# Welche WaKü für i9-9900k ?



## OkidokiBanane (9. März 2019)

*Welche WaKü für i9-9900k ?*

Hallo,

nachdem ich heute endlich endgültig entschieden habe keinen Luftkühler zu verbauen suche ich eine WaKü für mein be quiet 9000 rev Gehäuse und den i9-9900k
Board ist ein Asus hero VI.
Wäre gut wenn die WaKü kein Sata Anschluss vom Board benötigen würde.

Bin auch über Alphacool Eisbär Hurricane gestolpert aber ich denke für eine modulare WaKü ist mein gehäuse nicht optimal.

Zur Zeit habe ich eine Arctic 360 vor Ort (Freund hatte die noch liegen), denke aber die passt nicht wirklich ins Gehäuse und stösst mit den unteren Lüftern an die Kühlkörper des Boards.
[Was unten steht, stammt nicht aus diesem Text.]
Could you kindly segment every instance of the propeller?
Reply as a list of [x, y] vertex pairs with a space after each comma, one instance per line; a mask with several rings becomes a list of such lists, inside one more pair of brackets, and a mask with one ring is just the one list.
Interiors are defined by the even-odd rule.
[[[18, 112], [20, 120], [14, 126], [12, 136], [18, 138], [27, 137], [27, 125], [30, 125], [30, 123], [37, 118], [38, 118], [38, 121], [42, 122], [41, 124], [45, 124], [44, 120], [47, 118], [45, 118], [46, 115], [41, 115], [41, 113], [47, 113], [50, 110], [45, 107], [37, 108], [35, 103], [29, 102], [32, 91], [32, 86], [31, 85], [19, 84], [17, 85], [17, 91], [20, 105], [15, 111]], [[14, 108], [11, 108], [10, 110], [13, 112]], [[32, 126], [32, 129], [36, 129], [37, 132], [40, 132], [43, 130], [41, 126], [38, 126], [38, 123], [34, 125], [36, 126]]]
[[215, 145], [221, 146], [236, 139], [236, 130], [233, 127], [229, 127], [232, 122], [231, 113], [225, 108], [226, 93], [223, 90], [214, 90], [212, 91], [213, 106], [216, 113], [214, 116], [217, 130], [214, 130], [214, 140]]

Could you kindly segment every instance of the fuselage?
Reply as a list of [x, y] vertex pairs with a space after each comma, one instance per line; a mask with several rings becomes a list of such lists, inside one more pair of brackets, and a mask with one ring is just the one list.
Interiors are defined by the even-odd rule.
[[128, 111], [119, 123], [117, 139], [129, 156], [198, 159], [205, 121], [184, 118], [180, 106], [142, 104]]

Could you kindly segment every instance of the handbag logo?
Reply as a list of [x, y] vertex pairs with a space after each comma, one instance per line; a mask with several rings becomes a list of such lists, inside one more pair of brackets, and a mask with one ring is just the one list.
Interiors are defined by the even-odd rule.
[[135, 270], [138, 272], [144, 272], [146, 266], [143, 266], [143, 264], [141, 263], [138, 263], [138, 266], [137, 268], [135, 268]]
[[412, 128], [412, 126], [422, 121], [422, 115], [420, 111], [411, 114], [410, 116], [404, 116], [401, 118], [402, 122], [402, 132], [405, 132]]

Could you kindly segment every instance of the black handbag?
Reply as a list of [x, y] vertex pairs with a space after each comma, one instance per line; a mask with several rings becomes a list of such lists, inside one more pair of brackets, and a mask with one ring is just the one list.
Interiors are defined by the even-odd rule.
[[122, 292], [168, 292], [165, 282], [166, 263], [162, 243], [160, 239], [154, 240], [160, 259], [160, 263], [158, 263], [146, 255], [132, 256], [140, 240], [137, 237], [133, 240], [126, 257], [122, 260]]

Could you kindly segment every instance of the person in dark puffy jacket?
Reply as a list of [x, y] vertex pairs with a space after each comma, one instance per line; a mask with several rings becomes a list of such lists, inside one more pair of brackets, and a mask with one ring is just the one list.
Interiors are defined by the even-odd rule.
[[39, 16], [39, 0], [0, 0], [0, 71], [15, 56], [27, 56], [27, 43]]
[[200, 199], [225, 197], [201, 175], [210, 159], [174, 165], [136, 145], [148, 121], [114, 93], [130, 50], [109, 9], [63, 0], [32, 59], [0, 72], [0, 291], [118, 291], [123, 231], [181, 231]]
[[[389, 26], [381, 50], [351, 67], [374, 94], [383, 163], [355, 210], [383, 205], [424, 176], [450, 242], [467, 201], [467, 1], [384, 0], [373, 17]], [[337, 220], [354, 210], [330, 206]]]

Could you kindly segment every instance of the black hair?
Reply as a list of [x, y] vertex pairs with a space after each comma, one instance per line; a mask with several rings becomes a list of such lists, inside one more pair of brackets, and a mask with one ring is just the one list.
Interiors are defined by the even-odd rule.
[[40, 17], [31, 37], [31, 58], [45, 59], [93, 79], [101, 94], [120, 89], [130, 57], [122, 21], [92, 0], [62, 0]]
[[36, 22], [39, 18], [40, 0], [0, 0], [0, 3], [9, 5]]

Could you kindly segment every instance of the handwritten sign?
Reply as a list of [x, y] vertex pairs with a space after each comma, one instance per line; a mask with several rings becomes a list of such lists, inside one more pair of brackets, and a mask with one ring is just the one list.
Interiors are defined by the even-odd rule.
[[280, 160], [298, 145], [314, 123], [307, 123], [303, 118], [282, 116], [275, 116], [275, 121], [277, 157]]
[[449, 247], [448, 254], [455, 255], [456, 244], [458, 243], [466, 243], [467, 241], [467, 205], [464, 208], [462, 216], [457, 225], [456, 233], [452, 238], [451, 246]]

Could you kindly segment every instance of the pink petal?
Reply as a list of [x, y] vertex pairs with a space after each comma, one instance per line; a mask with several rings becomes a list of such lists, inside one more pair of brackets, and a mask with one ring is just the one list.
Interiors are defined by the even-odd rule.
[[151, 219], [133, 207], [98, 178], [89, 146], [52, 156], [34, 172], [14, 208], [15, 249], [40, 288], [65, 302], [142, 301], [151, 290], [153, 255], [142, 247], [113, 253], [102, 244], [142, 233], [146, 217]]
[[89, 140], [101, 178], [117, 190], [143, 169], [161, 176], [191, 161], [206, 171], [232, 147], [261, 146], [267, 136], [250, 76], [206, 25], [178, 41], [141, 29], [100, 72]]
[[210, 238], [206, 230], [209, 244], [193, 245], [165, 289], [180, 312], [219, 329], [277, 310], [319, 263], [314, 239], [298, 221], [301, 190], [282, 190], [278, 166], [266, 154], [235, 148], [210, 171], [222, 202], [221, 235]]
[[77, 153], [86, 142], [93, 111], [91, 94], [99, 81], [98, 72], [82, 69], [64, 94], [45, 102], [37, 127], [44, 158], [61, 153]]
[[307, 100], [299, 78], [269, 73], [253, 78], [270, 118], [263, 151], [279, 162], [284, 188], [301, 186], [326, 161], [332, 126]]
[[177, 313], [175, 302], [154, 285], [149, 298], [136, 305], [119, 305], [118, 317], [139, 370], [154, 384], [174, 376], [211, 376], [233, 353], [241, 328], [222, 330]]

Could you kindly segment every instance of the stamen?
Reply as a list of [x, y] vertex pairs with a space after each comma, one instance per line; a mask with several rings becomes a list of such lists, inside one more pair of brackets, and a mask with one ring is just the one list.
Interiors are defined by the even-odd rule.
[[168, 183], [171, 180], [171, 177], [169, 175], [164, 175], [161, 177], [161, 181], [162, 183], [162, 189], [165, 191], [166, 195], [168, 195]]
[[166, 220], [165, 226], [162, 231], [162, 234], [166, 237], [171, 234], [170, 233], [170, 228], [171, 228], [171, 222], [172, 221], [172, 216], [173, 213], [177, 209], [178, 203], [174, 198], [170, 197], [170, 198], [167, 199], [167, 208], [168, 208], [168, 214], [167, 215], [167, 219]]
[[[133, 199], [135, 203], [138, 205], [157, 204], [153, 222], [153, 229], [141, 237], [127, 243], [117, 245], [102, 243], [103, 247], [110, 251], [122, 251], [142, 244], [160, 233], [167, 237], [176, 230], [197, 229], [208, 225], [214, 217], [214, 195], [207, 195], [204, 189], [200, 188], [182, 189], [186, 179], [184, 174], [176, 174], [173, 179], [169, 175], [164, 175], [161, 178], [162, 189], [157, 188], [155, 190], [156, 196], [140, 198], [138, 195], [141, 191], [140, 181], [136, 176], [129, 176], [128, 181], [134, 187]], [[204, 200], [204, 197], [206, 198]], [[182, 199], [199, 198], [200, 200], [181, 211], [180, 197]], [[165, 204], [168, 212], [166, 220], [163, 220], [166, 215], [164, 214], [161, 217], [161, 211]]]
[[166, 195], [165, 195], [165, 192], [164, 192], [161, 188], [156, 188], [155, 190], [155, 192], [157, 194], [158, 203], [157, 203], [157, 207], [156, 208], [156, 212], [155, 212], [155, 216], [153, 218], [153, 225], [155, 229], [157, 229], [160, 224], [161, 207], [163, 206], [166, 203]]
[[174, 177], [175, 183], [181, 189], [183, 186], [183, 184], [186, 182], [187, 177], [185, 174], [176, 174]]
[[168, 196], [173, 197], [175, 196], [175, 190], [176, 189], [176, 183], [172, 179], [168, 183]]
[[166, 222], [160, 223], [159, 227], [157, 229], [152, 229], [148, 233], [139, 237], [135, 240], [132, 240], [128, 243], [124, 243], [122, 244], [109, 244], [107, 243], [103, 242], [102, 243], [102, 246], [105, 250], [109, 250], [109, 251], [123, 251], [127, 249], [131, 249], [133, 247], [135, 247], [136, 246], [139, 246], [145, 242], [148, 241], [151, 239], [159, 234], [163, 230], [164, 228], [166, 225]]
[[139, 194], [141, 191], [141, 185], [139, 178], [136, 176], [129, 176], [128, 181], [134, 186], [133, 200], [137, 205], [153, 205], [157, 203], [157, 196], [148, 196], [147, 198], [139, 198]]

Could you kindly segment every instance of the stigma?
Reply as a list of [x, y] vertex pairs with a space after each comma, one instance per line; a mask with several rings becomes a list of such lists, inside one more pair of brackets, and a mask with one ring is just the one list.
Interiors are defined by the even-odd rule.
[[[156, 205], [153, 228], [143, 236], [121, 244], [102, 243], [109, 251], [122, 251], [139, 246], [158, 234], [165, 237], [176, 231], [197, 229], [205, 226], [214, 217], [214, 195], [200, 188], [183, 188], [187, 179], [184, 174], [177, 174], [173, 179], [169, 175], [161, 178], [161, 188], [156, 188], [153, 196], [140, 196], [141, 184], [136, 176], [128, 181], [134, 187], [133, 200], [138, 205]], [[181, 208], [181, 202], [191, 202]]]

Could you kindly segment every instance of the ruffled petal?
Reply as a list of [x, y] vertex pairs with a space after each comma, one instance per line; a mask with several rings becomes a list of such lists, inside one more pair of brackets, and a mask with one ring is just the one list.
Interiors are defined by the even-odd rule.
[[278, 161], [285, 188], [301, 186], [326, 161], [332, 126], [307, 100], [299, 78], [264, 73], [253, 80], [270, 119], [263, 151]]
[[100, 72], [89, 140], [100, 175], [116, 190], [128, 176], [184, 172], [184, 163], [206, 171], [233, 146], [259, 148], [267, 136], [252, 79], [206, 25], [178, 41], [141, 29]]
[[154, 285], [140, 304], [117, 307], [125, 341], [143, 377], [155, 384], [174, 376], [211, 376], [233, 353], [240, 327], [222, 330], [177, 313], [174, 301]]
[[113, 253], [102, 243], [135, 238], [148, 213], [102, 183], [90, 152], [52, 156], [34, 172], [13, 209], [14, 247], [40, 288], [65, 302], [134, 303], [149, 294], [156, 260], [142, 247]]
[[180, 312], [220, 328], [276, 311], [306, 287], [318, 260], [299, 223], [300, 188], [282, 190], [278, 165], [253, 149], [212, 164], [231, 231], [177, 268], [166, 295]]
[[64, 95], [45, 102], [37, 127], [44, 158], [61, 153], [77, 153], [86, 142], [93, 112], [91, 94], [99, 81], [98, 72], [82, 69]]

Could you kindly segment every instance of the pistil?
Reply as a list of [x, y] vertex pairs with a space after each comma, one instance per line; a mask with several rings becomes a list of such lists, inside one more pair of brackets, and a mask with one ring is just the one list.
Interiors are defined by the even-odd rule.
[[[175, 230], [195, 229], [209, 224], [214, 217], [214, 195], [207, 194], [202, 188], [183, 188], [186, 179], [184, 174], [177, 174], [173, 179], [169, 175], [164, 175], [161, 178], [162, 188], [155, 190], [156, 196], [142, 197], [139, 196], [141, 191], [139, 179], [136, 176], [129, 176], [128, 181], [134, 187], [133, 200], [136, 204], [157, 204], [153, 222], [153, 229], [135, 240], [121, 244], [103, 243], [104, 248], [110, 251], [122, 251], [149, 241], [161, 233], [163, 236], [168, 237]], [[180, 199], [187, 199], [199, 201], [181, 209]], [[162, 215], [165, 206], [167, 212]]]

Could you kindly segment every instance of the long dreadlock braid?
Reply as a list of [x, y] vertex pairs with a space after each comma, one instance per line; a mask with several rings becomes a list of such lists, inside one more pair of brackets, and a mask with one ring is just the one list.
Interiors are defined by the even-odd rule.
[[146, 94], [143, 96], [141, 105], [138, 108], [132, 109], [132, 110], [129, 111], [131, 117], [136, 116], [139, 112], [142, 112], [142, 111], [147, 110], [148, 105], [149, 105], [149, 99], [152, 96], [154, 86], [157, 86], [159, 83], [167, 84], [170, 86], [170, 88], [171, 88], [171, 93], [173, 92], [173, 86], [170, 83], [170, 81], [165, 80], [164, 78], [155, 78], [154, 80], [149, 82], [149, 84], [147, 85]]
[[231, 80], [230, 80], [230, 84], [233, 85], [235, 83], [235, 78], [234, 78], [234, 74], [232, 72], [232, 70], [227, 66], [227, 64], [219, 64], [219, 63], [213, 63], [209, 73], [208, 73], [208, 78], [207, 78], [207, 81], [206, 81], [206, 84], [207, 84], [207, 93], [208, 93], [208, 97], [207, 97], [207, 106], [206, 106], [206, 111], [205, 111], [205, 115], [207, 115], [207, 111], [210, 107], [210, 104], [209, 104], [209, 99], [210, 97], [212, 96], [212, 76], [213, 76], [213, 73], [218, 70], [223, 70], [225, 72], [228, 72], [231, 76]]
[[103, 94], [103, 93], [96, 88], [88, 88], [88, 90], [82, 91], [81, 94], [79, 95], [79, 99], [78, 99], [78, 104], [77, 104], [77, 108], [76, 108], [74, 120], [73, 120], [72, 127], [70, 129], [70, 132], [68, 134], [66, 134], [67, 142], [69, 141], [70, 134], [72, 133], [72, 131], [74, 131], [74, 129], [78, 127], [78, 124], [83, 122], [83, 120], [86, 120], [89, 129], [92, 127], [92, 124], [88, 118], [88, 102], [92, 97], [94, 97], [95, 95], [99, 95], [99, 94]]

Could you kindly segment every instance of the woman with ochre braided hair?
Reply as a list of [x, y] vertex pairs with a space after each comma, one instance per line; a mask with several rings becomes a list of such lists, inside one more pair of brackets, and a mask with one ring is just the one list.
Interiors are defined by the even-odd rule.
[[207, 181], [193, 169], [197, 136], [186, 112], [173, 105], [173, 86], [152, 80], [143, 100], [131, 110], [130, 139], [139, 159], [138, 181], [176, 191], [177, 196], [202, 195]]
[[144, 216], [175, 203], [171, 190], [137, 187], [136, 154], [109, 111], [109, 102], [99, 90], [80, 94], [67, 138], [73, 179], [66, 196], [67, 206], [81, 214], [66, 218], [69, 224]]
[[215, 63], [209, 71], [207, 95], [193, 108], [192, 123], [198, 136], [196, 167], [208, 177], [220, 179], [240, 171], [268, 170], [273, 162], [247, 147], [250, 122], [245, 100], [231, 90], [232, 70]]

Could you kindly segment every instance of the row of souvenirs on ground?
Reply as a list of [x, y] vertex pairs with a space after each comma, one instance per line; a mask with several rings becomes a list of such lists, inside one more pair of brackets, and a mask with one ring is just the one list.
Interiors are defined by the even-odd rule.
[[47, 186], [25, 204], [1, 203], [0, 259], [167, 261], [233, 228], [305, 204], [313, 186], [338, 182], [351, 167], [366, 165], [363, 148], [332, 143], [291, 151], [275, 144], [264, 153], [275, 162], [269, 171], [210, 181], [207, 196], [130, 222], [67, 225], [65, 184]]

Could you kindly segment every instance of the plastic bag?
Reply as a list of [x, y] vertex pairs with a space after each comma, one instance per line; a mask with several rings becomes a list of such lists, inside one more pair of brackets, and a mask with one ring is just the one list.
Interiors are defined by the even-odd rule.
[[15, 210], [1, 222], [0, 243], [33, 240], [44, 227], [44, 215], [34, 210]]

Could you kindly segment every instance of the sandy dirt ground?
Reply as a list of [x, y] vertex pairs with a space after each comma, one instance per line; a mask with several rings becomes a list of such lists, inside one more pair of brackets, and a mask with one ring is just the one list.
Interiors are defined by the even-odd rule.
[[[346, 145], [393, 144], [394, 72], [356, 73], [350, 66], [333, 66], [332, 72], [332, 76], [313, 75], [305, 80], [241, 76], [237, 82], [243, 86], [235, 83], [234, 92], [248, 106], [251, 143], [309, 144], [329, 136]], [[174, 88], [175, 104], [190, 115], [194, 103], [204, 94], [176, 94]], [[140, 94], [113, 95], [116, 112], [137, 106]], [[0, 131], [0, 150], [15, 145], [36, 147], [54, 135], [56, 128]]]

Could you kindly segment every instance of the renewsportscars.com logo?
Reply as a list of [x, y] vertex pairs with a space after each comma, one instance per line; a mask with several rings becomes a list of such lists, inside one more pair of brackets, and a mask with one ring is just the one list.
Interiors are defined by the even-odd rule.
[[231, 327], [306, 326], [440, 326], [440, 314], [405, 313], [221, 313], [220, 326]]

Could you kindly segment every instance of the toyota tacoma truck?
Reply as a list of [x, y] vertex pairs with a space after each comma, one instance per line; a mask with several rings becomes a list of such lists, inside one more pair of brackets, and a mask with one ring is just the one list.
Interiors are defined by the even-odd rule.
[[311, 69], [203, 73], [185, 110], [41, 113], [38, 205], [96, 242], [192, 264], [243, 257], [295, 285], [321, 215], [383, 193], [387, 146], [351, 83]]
Habt Ihr Ideen und Erfahrungen?


Budget ist nicht entscheiden mir geht es um ein gutes Preis-Leistungsverhälntis


----------



## Sinusspass (9. März 2019)

*AW: Welche WaKü für i9-9900k ?*



OkidokiBanane schrieb:


> Zur Zeit habe ich eine Arctic 360 vor Ort (Freund hatte die noch liegen), denke aber die passt nicht wirklich ins Gehäuse und stösst mit den unteren Lüftern an die Kühlkörper des Boards.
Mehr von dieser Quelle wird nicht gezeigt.